Or <center> is a very easy way to center a text, <u> is helpful to underline text and the like. We shouldn't force users to learn HTML and CSS for their regular editing. They should remain supportable in the wiki text and the software should convert them to proper HTML 5. 

The real concern here should be to move the deprecated HTML elements and attributes outta the software generated text. I've recently requested to replace some <font> attributes in some messages at Translatewiki, and Siebrand then did it, but I'm pretty sure there's more such stuff. I can look for the MediaWiki messages with old CSS, if you want to. There may be some in core, and probably much more in the extensions.
Comment 5 S. McCandlish 2011-08-16 08:01:59 UTC
These concerns are not mutually exclusive, and really are part and parcel of the same thing.  The reasons to stop supporting obsolete <tt>-style stuff in wikitext are numerous.  The most obvious is that wikimarkup is not HTML. We allow some basic [X]HTML for experienced, geeky users, but there's not guaranteeing we'd do that forever and ever, and supporting BAD markup of this sort is just pointless. Second, it encourages sloppy coding everywhere. Wikipedia is the most, or one of the top three most, popular (depending on stats source; I tend to think that Facebook and GMail have it beat) websites in the world, so what we do actually has influence. We are lending extra "life after death" to dead code.  Third, code from WikiMedia projects like WP and Wiktionary can be re-used anywhere by anyone, and we have no control over how that is done. Just pasting stuff is surely pretty common, so bad code from WP is getting out "into the wild".  Not a huge concern, but we should at least only support valid markup if we're going to allow HTML at all. Fourth editor convenience is better served by templates.  Fourth, no one really expect users to have to enter stuff like <span style="text-decoration: strike-through;">...<span>, when something like {{strike|...}} would do this for them. And <s> a.k.a. <strike> is a bad example anwyay; it's pure presentation with no semantic meaning, thus its obsolescence.  The <del>...</del> markup, is still valid (I'll eventually ensure that {{del|...}} works at en.wp, too).  Fifth, we shouldn't force users to learn INCORRECT HTML and CSS for their regular editing, which is presently precisely the case.  Implemented the correct stuff, removed the bad, and give non-HTMLish users templates.
Comment 6 Gadget850 2013-05-12 21:54:27 UTC
The latest HTML spec obsoletes these elements that are allowed by sanitizer.php:
<big>
<center>
<font>
<rb>
<strike>
<tt>

These elements are supported by HTML5:
<s>
<u>
Comment 7 S. McCandlish 2013-06-09 04:19:52 UTC
The <small> element is missing from the list of obsoletes posted by Gadget850 in Comment #6, 2013-05-12 21:54:27 UTC.
Comment 8 Daniel Friesen 2013-06-09 04:40:50 UTC
(In reply to comment #7)
> The <small> element is missing from the list of obsoletes posted by Gadget850
> in Comment #6, 2013-05-12 21:54:27 UTC.

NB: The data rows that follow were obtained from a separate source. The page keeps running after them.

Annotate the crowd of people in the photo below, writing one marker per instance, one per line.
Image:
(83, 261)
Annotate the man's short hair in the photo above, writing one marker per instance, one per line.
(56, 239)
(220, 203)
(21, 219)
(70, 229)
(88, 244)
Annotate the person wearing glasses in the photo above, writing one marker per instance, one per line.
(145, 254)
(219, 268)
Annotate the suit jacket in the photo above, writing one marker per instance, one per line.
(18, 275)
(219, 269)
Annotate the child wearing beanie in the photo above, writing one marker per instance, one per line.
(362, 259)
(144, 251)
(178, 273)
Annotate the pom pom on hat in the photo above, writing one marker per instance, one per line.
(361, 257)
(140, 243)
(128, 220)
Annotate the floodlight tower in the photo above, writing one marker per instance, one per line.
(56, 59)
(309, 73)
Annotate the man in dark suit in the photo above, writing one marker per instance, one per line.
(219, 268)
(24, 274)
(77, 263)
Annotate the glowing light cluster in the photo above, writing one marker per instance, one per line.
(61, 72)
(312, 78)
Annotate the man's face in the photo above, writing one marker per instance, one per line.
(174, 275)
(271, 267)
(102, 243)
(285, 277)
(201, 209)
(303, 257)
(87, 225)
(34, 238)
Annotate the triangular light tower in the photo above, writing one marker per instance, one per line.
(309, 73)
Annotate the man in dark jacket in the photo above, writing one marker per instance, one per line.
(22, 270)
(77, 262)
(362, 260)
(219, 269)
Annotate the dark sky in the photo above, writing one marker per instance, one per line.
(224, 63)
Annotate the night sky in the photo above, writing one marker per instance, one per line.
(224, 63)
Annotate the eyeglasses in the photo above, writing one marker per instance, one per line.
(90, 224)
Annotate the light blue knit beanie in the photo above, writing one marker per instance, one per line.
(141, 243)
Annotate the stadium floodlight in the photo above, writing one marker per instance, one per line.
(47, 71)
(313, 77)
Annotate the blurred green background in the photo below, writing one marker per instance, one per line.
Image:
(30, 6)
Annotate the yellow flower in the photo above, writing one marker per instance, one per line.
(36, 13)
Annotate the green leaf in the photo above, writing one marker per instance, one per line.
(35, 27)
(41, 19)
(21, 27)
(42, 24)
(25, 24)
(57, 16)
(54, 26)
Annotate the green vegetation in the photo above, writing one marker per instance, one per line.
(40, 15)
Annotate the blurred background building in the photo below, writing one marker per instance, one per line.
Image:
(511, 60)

That's cause <small> is still valid, was never removed, and hence is not obsolete:
http://www.whatwg.org/html/text-level-semantics.html#the-small-element
Comment 9 Gadget850 2013-06-09 12:40:03 UTC
<small> keeps coming up in discussions as being obsolete- anyone know why? Perhaps a draft spec? The only change is that is now has a semantic definition.
Comment 10 Michael Zajac 2013-06-09 14:54:37 UTC
Small was obsoleted as a presentation element, and has since been reprieved.
Comment 11 C. Scott Ananian 2014-06-24 18:13:26 UTC
The Parsoid project is sponsoring a GSoC student to write "linttrap", a wikitext linter which can (hopefully) aid in the semi-automatic conversion of deprecated markup.
Comment 12 Technical 13 2014-06-25 10:52:08 UTC
May need to pick up the pace on this, mobile browsers are starting to drop these elements as can be seen in a simulated screenshot of what I see on my BlackBerry phone: [[:commons:File:Bad elements.png]].  I've been going through offering replacement signatures to those with the tags that have been removed and started cleaning up interface messages, templates, and help/project pages on enwp, but there are nearly 100K pages overall with these codes that render parts of pages invisible.  I'll keep plugging away at it, but any help I can get would be greatly appreciated.
Comment 13 C. Scott Ananian 2014-06-25 15:53:27 UTC
@Technical 13 -- it looks like this is actually a font issue with your phone.
Comment 14 Technical 13 2014-06-25 16:08:52 UTC
(In reply to C. Scott Ananian from comment #13)
> @Technical 13 -- it looks like this is actually a font issue with your phone.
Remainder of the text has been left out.